Senegal anticipates robust GDP growth of 9.2% with the onset of oil and gas production in 2024, paving the way for an average annual growth rate of 5.8% from 2025 to 2028.
To support this growth trajectory, the government is prioritizing sectors crucial for hydrocarbon development and economic transformation.
Aligned with its Emerging Plan for 2035, Senegal is poised to evolve into an integrated and competitive logistics hub.
Efforts to revitalize the railway network and construct regional highways are underway, with particular emphasis on the ambitious Port of Ndayane project.
Representing Senegal’s largest private investment to date, the Port of Ndayane, spearheaded by Dubai Port World (DP World), aims to mobilize $827 million in its initial phase.
Encompassing the construction of a container terminal, shipping channel, and quay, the project is positioned to become West Africa’s largest deep-water port.
Scheduled for completion by 2026, the port’s strategic location on the Petite Côte, in proximity to the Sangomar oil field and the Sandiara economic zone, promises to alleviate congestion at Dakar Port while bolstering regional development.

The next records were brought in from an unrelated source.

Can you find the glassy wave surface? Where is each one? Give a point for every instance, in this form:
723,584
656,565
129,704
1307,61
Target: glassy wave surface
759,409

With an expected commissioning in 2027, coinciding with projected peak oil production, the port is poised to handle a substantial portion of Senegal’s trade, catalyzing economic growth and creating millions of jobs.
Moreover, the establishment of a special economic zone and plans for a urea fertilizer production unit underscore the port’s transformative potential, aiming to reduce fertilizer imports, narrow trade deficits, and enhance agricultural output.